Chandra and XMM-Newton observations of A2256: cold fronts, merger shocks, and constraint on the IC emission

TL;DR

This study uses deep X-ray observations to analyze the complex merging activity in galaxy cluster A2256, identifying shock fronts, cold fronts, and constraining the magnetic field through inverse-Compton emission limits.

Contribution

The paper provides detailed X-ray mapping of A2256's merger dynamics, identifying multiple cold fronts and shock fronts, and sets new constraints on the magnetic field strength in the radio relic region.

Findings

Identification of five X-ray surface brightness edges, including cold fronts and shock fronts.

Measurement of Mach numbers for shock fronts near the radio relic.

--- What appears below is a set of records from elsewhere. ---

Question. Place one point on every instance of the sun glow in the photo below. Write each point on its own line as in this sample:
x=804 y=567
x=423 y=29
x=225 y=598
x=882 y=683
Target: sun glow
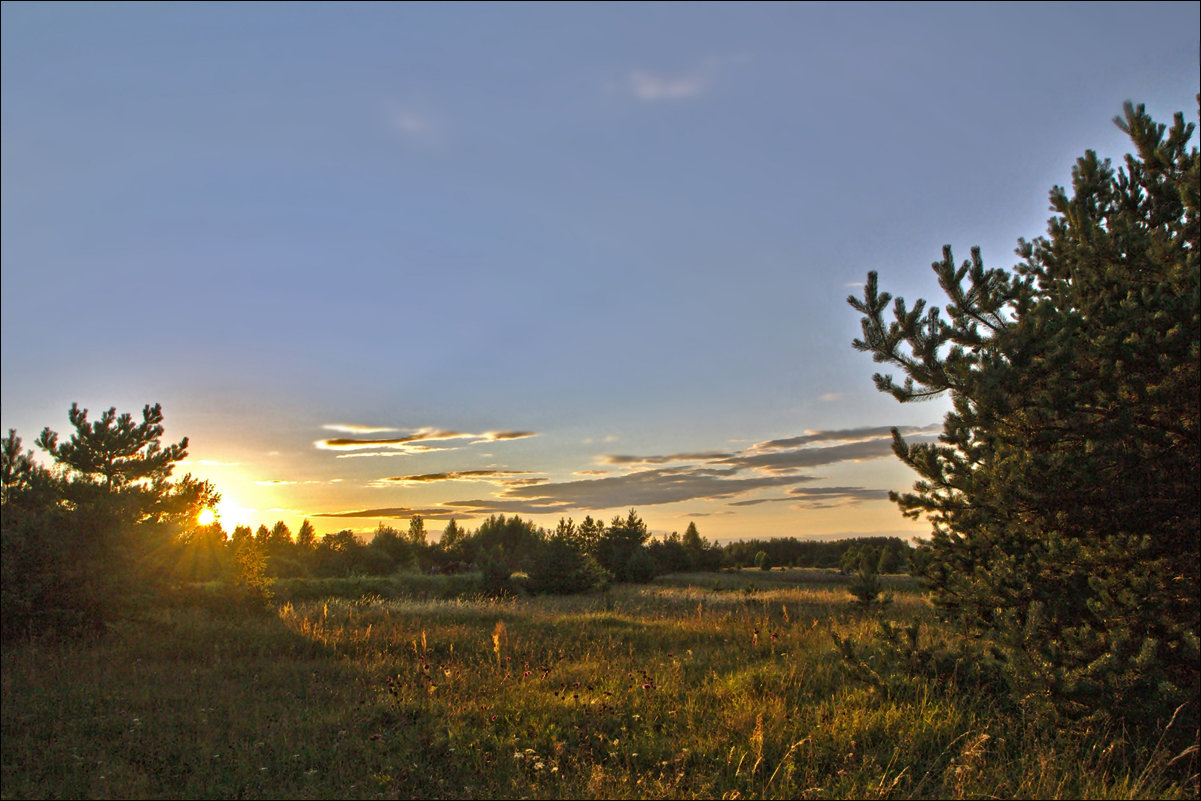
x=232 y=514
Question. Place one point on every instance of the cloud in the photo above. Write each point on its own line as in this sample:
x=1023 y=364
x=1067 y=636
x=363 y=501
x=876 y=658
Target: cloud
x=407 y=443
x=638 y=489
x=428 y=513
x=658 y=88
x=705 y=455
x=456 y=476
x=843 y=435
x=354 y=428
x=820 y=497
x=733 y=477
x=414 y=125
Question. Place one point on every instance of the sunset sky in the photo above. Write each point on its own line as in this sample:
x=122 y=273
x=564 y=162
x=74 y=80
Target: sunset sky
x=548 y=259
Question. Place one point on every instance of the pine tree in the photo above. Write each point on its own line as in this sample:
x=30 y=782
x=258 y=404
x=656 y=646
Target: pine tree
x=102 y=531
x=1063 y=492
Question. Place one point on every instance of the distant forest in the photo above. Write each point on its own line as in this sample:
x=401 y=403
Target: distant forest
x=621 y=550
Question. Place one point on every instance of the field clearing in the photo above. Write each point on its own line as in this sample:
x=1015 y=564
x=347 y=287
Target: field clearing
x=695 y=686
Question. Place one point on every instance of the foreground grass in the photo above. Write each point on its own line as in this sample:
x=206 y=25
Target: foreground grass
x=694 y=687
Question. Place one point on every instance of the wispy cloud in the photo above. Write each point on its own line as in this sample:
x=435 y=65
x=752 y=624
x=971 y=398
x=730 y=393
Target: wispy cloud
x=658 y=88
x=732 y=477
x=414 y=125
x=705 y=455
x=411 y=442
x=495 y=476
x=820 y=497
x=428 y=513
x=354 y=428
x=638 y=489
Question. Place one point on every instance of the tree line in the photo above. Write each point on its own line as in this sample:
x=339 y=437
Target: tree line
x=106 y=530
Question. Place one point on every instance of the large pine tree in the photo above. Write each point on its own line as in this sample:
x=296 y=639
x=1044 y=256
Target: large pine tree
x=1063 y=494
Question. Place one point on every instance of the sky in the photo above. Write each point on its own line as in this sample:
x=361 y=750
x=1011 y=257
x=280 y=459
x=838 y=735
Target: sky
x=548 y=259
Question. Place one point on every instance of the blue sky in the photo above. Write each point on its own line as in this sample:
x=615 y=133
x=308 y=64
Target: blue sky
x=356 y=250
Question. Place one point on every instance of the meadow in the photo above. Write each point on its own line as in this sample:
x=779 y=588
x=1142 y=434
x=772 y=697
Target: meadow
x=724 y=685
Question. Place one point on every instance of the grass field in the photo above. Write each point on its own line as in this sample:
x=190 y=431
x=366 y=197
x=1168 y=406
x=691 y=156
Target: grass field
x=697 y=686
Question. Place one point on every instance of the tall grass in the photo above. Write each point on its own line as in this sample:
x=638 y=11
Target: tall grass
x=673 y=689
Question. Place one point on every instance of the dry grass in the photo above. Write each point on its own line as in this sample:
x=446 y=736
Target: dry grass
x=683 y=688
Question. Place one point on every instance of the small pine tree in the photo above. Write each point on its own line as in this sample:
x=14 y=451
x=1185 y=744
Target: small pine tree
x=1063 y=491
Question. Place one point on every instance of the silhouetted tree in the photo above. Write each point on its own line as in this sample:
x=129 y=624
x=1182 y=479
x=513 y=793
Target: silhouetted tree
x=103 y=531
x=1063 y=491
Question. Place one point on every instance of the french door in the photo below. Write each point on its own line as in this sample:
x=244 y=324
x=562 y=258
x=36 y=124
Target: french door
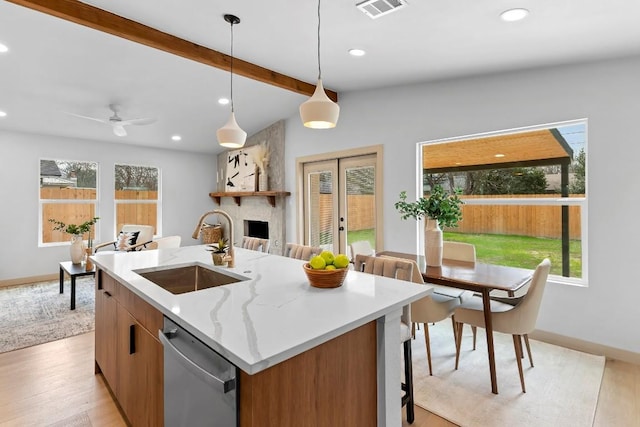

Estimation of a lower limit on magnetic field strength in the cluster.

Abstract

We present the results of deep Chandra and XMM-Newton observations of a complex merging galaxy cluster Abell 2256 (A2256) that hosts a spectacular radio relic (RR). The temperature and metallicity maps show clear evidence of a merger between the western subcluster (SC) and the primary cluster (PC). We detect five X-ray surface brightness edges. Three of them near the cluster center are cold fronts (CFs): CF1 is associated with the infalling SC; CF2 is located in the east of the PC; and CF3 is to the west of the PC core. The other two edges at cluster outskirts are shock fronts (SFs): SF1 near the RR in the NW has Mach numbers derived from the temperature and the density jumps, respectively, of $M_T=1.62\pm0.12$ and $M_\rho=1.23\pm0.06$; SF2 in the SE has $M_T=1.54\pm0.05$ and $M_\rho=1.16\pm0.13$. In the region of the RR, there is no evidence for the correlation between X-ray and radio substructures, from which we estimate an upper limit for the inverse-Compton emission, and therefore set a lower limit on the magnetic field ($\sim$ 450 kpc from PC center) of $B>1.0\ \mu$G for a single power-law electron spectrum or $B>0.4\ \mu$G for a broken power-law electron spectrum. We propose a merger scenario including a PC, an SC, and a group. Our merger scenario accounts for the X-ray edges, diffuse radio features, and galaxy kinematics, as well as projection effects.